Background/aims: Interleukin 1 beta (IL-1 beta) is known to regulate intestinal ion and water transport in vitro through prostaglandin release. This study investigated the effect of IL-1 beta on colonic net water flux in vivo to determine its nature (nerve mediation versus action on the epithelium), the mediators involved, and its relationship with mast cell degranulation.
Methods: Isolated colonic loops of anesthetized animals were infused with Ringer's buffer containing [14C]polyethylene glycol 4000. Net water flux was calculated according to 14C activity determined in the effluent collected at 15-minute intervals. Histological analysis was used to identify intact mast cells in colonic sections and radioimmunoassay to determine histamine levels.

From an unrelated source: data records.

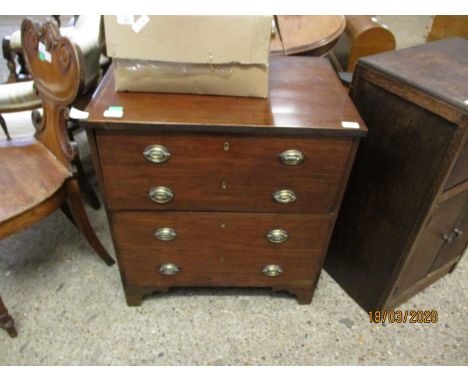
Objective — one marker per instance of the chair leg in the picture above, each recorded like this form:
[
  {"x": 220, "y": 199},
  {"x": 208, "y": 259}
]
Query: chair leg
[
  {"x": 86, "y": 187},
  {"x": 6, "y": 321},
  {"x": 81, "y": 219},
  {"x": 83, "y": 180}
]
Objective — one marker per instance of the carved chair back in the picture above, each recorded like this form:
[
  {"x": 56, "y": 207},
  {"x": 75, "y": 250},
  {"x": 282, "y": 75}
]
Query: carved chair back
[{"x": 55, "y": 65}]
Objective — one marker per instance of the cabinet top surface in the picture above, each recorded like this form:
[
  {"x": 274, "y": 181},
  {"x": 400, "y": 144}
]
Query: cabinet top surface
[
  {"x": 439, "y": 69},
  {"x": 306, "y": 96}
]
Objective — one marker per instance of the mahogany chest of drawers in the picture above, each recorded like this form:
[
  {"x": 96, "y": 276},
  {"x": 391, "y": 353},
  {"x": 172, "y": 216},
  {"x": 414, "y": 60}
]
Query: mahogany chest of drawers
[
  {"x": 225, "y": 191},
  {"x": 404, "y": 219}
]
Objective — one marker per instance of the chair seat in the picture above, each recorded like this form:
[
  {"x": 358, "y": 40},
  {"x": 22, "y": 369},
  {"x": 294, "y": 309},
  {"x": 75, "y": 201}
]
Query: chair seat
[{"x": 29, "y": 175}]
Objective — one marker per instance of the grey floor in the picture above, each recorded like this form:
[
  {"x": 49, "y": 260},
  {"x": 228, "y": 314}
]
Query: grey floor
[{"x": 70, "y": 310}]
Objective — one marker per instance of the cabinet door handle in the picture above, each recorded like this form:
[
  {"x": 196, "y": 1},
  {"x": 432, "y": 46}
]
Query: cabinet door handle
[
  {"x": 169, "y": 269},
  {"x": 284, "y": 196},
  {"x": 156, "y": 154},
  {"x": 448, "y": 238},
  {"x": 277, "y": 236},
  {"x": 292, "y": 157},
  {"x": 272, "y": 270},
  {"x": 165, "y": 234},
  {"x": 161, "y": 194}
]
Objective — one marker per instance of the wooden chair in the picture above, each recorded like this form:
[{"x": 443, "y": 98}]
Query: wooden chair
[{"x": 37, "y": 175}]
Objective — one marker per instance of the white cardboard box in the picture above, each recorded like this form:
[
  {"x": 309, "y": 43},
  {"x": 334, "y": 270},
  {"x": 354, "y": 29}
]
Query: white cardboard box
[{"x": 222, "y": 55}]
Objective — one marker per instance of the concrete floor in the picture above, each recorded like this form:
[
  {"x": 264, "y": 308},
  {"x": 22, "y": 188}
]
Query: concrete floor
[{"x": 70, "y": 310}]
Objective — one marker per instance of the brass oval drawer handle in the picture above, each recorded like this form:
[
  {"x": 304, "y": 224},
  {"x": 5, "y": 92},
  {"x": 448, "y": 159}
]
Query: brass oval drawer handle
[
  {"x": 272, "y": 270},
  {"x": 161, "y": 194},
  {"x": 156, "y": 154},
  {"x": 169, "y": 269},
  {"x": 277, "y": 236},
  {"x": 292, "y": 157},
  {"x": 284, "y": 196},
  {"x": 165, "y": 234}
]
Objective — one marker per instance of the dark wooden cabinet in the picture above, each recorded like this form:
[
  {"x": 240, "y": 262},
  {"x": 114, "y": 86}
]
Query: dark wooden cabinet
[
  {"x": 226, "y": 191},
  {"x": 403, "y": 223}
]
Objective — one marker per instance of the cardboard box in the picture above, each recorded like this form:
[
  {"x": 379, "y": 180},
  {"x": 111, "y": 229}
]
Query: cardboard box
[{"x": 222, "y": 55}]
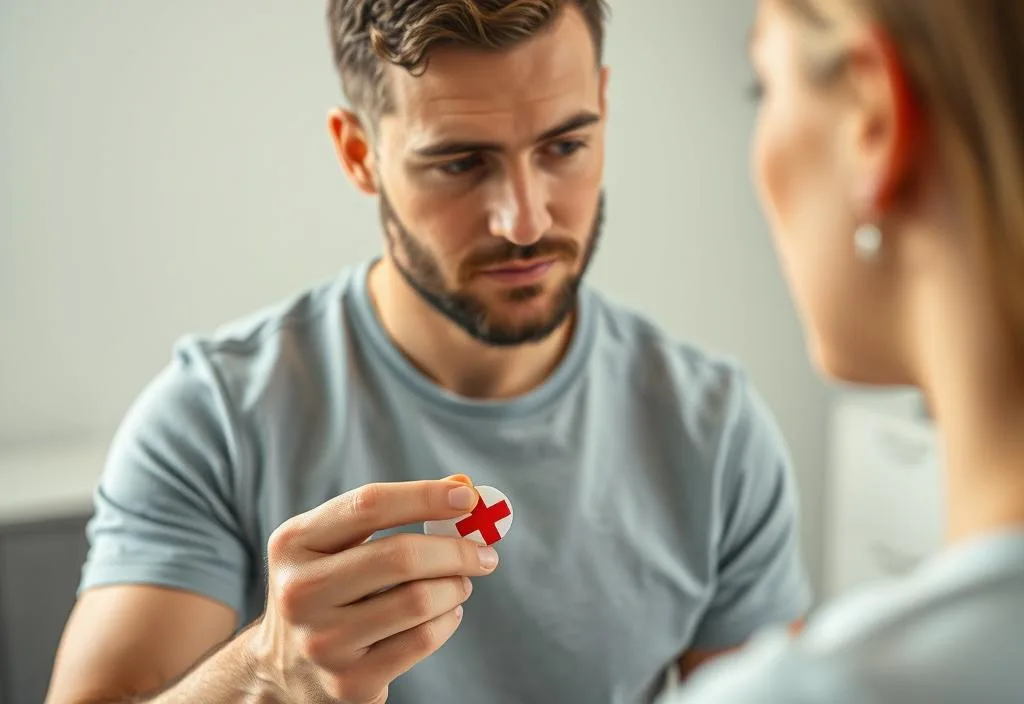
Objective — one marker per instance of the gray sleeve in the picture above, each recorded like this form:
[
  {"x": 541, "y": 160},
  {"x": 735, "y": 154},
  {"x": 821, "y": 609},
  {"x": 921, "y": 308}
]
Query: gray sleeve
[
  {"x": 164, "y": 511},
  {"x": 761, "y": 580}
]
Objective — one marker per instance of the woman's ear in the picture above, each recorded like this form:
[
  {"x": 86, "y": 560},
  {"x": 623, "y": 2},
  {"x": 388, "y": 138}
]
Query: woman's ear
[
  {"x": 352, "y": 144},
  {"x": 888, "y": 123}
]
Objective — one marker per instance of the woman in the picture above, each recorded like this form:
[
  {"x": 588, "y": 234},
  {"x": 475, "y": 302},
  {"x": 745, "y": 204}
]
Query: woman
[{"x": 890, "y": 161}]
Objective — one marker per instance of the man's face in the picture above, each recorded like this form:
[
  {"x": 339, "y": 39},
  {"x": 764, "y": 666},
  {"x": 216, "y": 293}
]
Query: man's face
[{"x": 489, "y": 174}]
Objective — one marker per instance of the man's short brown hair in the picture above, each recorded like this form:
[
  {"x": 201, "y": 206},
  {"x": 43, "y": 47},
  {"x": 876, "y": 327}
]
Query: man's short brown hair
[{"x": 366, "y": 35}]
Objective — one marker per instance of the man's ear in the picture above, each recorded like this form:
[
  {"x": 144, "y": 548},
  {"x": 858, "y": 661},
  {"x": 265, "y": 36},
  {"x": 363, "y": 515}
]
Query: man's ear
[
  {"x": 603, "y": 88},
  {"x": 352, "y": 144}
]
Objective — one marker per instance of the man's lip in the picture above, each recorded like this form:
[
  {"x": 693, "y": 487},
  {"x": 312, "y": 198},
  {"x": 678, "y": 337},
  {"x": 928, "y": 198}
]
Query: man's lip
[{"x": 518, "y": 267}]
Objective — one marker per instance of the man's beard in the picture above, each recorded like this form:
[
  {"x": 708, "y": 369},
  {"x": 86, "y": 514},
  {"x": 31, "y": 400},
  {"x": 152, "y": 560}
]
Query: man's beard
[{"x": 422, "y": 271}]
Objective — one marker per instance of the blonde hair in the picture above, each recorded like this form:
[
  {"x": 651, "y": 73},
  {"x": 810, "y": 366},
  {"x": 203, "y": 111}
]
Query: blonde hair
[{"x": 965, "y": 62}]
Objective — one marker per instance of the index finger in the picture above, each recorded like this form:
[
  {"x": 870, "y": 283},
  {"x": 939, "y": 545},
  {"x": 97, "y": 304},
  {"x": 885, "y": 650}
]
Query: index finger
[{"x": 351, "y": 518}]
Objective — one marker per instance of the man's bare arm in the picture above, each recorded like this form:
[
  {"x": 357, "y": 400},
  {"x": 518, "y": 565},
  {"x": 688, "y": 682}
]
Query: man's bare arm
[{"x": 125, "y": 644}]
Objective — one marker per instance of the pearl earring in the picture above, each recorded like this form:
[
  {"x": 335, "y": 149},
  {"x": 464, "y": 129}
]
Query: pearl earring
[{"x": 867, "y": 242}]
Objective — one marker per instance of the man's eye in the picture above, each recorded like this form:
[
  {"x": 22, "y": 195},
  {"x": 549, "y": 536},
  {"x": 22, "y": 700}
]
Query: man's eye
[
  {"x": 459, "y": 167},
  {"x": 566, "y": 147}
]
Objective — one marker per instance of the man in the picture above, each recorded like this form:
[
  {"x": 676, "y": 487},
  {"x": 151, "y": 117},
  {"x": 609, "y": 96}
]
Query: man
[{"x": 258, "y": 530}]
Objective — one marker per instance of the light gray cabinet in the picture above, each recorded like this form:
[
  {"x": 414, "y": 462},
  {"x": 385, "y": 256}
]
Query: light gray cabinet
[{"x": 40, "y": 564}]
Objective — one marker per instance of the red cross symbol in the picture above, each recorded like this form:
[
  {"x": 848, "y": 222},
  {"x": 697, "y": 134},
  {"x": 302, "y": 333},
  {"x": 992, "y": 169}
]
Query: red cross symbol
[{"x": 484, "y": 519}]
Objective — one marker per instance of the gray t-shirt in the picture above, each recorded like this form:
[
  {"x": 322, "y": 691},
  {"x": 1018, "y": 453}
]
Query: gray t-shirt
[
  {"x": 654, "y": 504},
  {"x": 950, "y": 633}
]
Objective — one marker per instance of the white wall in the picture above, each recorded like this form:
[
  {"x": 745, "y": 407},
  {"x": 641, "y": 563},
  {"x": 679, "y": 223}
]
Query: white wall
[{"x": 164, "y": 167}]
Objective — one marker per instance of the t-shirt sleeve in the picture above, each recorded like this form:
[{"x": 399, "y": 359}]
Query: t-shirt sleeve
[
  {"x": 760, "y": 579},
  {"x": 164, "y": 513}
]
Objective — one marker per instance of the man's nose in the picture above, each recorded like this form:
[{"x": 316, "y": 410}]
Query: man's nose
[{"x": 519, "y": 213}]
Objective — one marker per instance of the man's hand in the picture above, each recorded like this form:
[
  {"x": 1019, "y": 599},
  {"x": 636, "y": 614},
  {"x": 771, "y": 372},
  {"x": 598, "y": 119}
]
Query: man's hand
[{"x": 346, "y": 616}]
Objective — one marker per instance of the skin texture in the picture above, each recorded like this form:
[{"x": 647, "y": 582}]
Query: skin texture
[{"x": 520, "y": 179}]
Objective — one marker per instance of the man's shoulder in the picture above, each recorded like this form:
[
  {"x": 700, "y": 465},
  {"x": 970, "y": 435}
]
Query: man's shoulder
[{"x": 659, "y": 363}]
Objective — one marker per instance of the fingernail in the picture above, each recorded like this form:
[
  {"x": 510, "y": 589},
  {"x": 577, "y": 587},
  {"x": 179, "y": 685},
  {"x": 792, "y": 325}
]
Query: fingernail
[
  {"x": 462, "y": 497},
  {"x": 488, "y": 558},
  {"x": 461, "y": 478}
]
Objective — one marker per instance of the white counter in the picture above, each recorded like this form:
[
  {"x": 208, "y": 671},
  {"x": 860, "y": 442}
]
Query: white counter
[{"x": 51, "y": 483}]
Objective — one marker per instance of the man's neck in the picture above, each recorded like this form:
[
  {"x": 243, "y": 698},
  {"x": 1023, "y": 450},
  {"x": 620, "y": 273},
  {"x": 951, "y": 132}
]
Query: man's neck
[{"x": 448, "y": 355}]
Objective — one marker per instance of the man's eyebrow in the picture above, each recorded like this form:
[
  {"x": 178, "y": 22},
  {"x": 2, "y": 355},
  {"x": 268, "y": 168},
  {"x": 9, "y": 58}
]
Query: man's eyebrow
[{"x": 452, "y": 147}]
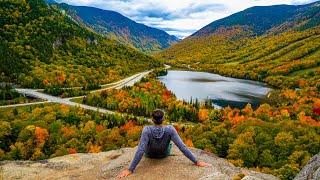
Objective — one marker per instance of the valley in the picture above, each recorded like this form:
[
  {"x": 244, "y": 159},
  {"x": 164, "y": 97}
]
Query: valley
[{"x": 245, "y": 88}]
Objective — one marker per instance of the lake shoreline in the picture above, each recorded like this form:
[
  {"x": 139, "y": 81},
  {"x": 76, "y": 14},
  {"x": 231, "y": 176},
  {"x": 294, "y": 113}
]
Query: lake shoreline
[{"x": 223, "y": 91}]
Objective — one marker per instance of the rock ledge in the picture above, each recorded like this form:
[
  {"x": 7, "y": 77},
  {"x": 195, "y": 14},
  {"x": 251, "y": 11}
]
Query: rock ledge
[{"x": 106, "y": 165}]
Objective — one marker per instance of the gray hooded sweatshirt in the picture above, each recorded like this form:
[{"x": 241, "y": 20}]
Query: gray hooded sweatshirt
[{"x": 155, "y": 140}]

Results: Both IL-1 beta and the calcium ionophore A23187 induced colonic hypersecretion during 30 minutes. This effect was blocked by tetrodotoxin, doxantrazole, and indomethacin but not chlorpheniramine. Recombinant human interleukin 1 beta decreased the number of intact mast cells. This effect was eliminated by doxantrazole but not tetrodotoxin or indomethacin. A23187 or IL-1 beta increased histamine levels in the effluent during 75 and 45 minutes, respectively.
Conclusions: In vivo, rhL-1 beta induces colonic hypersecretion in rats. This effect is nerve mediated but not H1 receptor mediated and involves mast cell degranulation and prostaglandin release.